Blended Learning- Current Use, Challenges, and Best Practices. (2013). [What is Blended Learning]. The Oxford Group for City & Guilds Kineo. Retrieved from https://elearninginfographics.com/blended-learning-infographic-2/.
It doesn’t surprise me that educators are interested in this kind of learning. If 86% of teachers are willing to give this a shot, you know that there’s some merit here. So much is expected in a certain amount of classroom minutes, but there’s never any wiggle room for emergencies, assemblies, behavior problems, technical malfunctions, etc. So, if educators can begin using Blended Learning or the Flipped Classroom model, that frees up so much time in the classroom for the work part of the assignment.
Here’s a quick Youtube video about the flipped classroom and blended learning.
Sprouts. (2015, September 28). The Flipped Classroom Model. Retrieved from https://www.youtube.com/watch?v=qdKzSq_t8k8.
In the infographic below, you see how the class period is split: 65-80 minutes a week where the students are learning new material and then there is only 21-28% of the time left to help students understand what they’re supposed to be learning. That’s nowhere near the amount of time they need for individual attention.

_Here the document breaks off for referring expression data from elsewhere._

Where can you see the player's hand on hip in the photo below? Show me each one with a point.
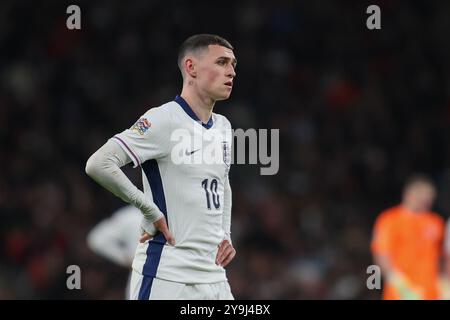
(161, 225)
(225, 253)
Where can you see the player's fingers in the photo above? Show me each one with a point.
(230, 257)
(145, 236)
(219, 253)
(222, 249)
(161, 225)
(226, 252)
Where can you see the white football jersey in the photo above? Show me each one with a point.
(185, 166)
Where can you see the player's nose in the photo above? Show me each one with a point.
(231, 72)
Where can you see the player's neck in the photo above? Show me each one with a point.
(202, 106)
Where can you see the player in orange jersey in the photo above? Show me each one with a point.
(407, 244)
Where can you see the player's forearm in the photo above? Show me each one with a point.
(104, 167)
(226, 218)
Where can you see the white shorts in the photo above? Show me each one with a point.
(149, 288)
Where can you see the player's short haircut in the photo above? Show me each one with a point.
(199, 42)
(418, 178)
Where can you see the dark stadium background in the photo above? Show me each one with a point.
(358, 112)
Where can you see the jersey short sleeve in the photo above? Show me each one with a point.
(148, 138)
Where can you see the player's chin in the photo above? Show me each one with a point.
(223, 95)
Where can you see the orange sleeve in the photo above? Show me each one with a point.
(382, 236)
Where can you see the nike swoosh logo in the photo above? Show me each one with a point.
(188, 153)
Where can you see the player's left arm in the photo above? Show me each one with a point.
(226, 250)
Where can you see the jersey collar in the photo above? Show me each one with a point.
(191, 113)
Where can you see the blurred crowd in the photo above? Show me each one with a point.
(358, 112)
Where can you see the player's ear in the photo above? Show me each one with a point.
(190, 67)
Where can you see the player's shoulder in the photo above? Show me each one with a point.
(158, 117)
(435, 218)
(221, 120)
(163, 111)
(390, 214)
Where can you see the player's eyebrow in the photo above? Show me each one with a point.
(234, 62)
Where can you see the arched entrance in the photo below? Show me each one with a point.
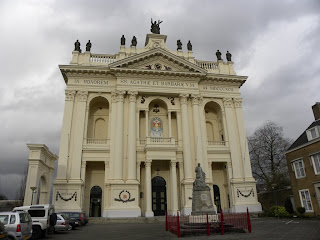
(217, 200)
(159, 196)
(95, 201)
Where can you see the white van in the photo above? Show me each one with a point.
(43, 219)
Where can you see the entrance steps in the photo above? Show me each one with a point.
(101, 220)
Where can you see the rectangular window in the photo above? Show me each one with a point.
(316, 163)
(299, 168)
(306, 200)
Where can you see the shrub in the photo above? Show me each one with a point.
(301, 210)
(288, 206)
(282, 212)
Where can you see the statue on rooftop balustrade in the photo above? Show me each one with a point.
(155, 26)
(189, 46)
(77, 46)
(228, 56)
(218, 54)
(179, 45)
(88, 46)
(123, 40)
(134, 41)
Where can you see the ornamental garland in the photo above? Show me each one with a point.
(66, 199)
(124, 201)
(245, 195)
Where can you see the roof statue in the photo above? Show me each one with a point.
(155, 26)
(77, 46)
(218, 54)
(228, 56)
(123, 40)
(134, 41)
(179, 45)
(88, 46)
(189, 46)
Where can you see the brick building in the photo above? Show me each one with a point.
(303, 158)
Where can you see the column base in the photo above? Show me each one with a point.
(149, 214)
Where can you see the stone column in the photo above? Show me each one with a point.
(132, 138)
(65, 135)
(188, 168)
(243, 140)
(106, 171)
(119, 138)
(197, 131)
(113, 135)
(147, 123)
(233, 138)
(77, 139)
(170, 126)
(83, 170)
(174, 192)
(148, 191)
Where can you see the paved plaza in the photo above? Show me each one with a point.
(262, 228)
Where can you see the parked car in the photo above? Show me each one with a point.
(43, 219)
(78, 216)
(62, 223)
(18, 224)
(3, 232)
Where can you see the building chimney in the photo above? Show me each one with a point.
(316, 110)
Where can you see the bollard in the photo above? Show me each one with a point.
(249, 222)
(166, 221)
(208, 229)
(221, 224)
(178, 225)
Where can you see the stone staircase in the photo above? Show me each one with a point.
(101, 220)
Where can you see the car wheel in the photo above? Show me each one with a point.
(36, 233)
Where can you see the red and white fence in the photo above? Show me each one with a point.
(197, 224)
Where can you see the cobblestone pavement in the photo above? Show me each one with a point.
(262, 228)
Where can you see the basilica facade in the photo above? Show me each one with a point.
(137, 123)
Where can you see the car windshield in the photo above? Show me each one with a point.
(4, 219)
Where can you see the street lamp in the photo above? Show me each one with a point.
(33, 191)
(274, 185)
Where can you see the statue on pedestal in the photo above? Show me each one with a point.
(189, 46)
(88, 46)
(218, 54)
(123, 40)
(201, 197)
(228, 56)
(77, 46)
(155, 26)
(134, 41)
(179, 45)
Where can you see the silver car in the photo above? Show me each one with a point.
(18, 224)
(62, 223)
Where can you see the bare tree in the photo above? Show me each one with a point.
(22, 188)
(267, 148)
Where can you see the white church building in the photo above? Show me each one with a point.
(135, 126)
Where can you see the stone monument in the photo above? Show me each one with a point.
(201, 197)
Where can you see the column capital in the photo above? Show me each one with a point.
(183, 98)
(227, 102)
(133, 96)
(237, 102)
(120, 95)
(70, 95)
(82, 96)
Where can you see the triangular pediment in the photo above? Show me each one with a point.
(157, 60)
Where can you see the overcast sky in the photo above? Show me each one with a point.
(275, 43)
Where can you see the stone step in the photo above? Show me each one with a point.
(101, 220)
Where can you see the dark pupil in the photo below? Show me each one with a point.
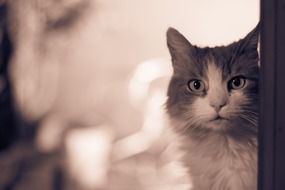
(197, 85)
(236, 82)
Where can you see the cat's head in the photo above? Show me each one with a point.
(214, 89)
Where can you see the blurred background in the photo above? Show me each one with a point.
(83, 85)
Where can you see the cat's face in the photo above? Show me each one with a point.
(214, 88)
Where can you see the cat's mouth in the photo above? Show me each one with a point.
(218, 118)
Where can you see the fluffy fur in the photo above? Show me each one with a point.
(218, 124)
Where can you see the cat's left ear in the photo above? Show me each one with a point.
(250, 42)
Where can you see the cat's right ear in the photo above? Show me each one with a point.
(181, 50)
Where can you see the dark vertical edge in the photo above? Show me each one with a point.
(266, 173)
(280, 96)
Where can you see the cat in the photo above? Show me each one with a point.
(212, 105)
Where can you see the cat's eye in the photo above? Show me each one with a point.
(196, 86)
(237, 82)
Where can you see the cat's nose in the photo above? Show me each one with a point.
(218, 105)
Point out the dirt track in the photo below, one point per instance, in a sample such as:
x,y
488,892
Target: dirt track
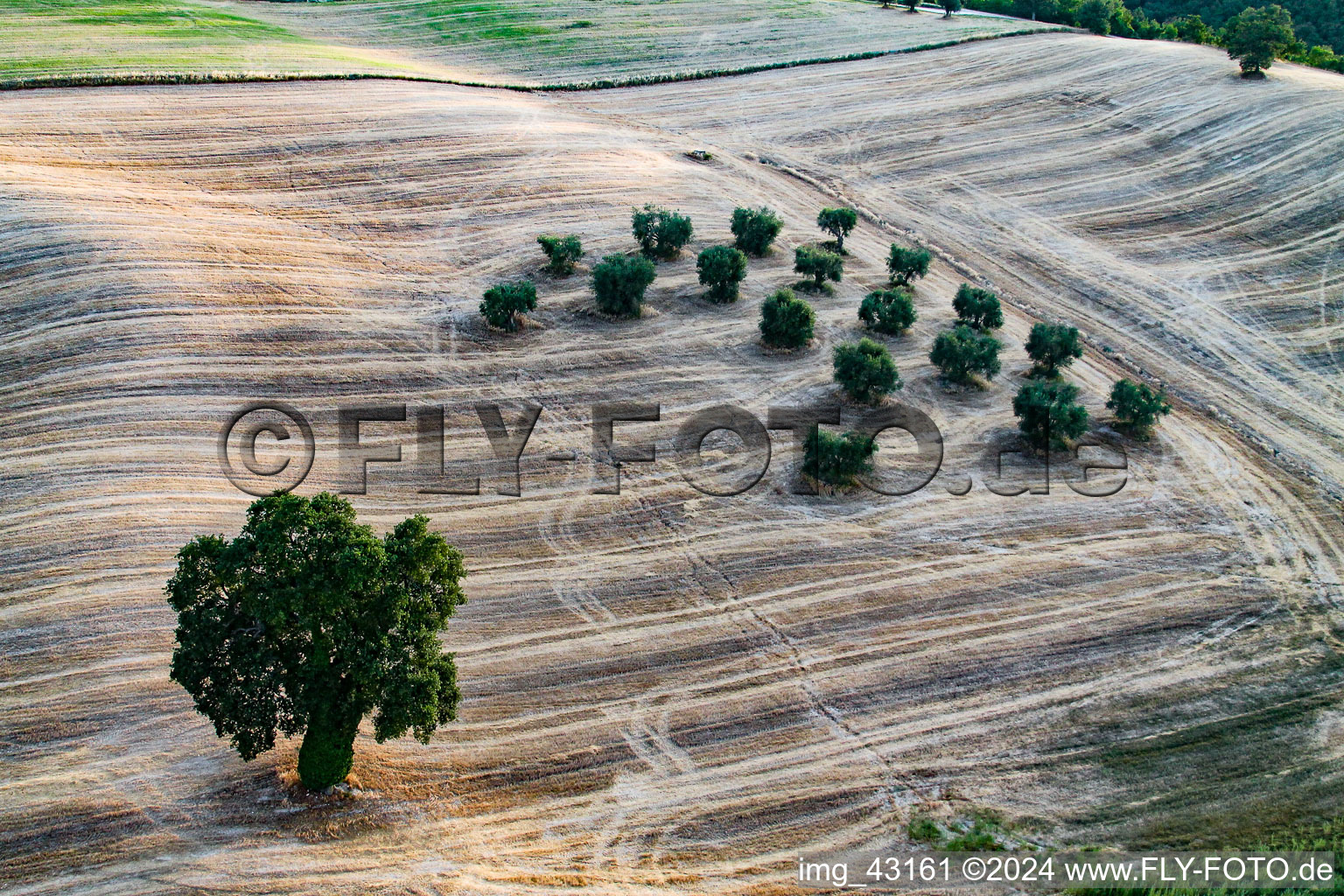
x,y
667,690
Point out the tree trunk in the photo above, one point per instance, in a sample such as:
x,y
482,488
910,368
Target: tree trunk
x,y
328,750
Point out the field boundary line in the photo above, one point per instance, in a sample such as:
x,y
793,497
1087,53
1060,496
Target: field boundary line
x,y
155,78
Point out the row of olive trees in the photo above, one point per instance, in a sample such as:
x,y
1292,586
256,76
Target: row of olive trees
x,y
1047,407
621,281
1047,410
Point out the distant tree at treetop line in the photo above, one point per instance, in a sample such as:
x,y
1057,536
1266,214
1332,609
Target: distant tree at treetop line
x,y
1319,24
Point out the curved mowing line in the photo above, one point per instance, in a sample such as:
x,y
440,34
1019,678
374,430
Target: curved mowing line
x,y
245,77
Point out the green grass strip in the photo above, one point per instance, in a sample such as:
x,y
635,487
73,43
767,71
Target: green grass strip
x,y
609,83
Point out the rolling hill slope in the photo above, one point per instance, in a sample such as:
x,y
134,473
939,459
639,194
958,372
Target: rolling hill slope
x,y
667,692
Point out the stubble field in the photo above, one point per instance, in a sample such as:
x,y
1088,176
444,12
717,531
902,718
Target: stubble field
x,y
667,692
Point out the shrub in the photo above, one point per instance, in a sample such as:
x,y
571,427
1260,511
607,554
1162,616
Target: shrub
x,y
564,253
722,268
1254,37
817,263
301,569
660,233
756,228
837,222
1053,346
889,311
962,352
977,308
837,459
1138,406
906,265
504,303
785,320
1047,413
864,371
619,284
925,830
980,838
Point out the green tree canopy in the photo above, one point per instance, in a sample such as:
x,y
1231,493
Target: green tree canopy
x,y
1098,15
889,311
962,352
308,621
1138,406
787,320
660,233
506,303
1048,411
619,284
977,308
562,251
722,268
864,371
837,459
819,265
1254,37
1053,346
837,222
906,265
754,228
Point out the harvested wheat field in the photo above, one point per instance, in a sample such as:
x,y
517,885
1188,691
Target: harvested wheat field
x,y
663,690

And let’s not mention the amount of time you lose, in general, because it’s a Tuesday after a long weekend where it’s raining, an awards show was on Sunday night, and there’s a full moon on the horizon…
Flipped Learning the Big Picture. (2015). Circulus Education. Retrieved from https://elearninginfographics.com/flipped-learning-big-picture-infographic/
- Gives students some autonomy over their learning
- Frees up classroom time for the work part of lessons because all of the instruction is done online
- Stronger motivation to learn online and develop their interests
- More specialized learning for students- no “one size fits all” curriculum
- Establishes purposeful homework
- Creative collaboration with teachers and classmate
The drawbacks (and these are pretty important limitations):
- Students are 100% responsible for their independent learning
- Students must have internet access and a device to do the work at home (and some districts, like mine, do not provide devices to students)
- Teachers will do way more preparation to “front load” for the lessons
With all of the money school districts spend on initiatives and whichever curriculum is slated to be the next big thing, why wouldn’t they take that money and invest it in the actual kids and teachers. Get them tablets that they can use at home for these assignments. Let’s get back to common sense teaching. Watch the lessons at home, take notes, come in with questions, email teachers for more help. Then, come in ready to do the actual work in class. Sit in groups that make sense, assign peer tutors, and allow teachers to help reinforce skills and utilize every single minute in the classroom for the real work.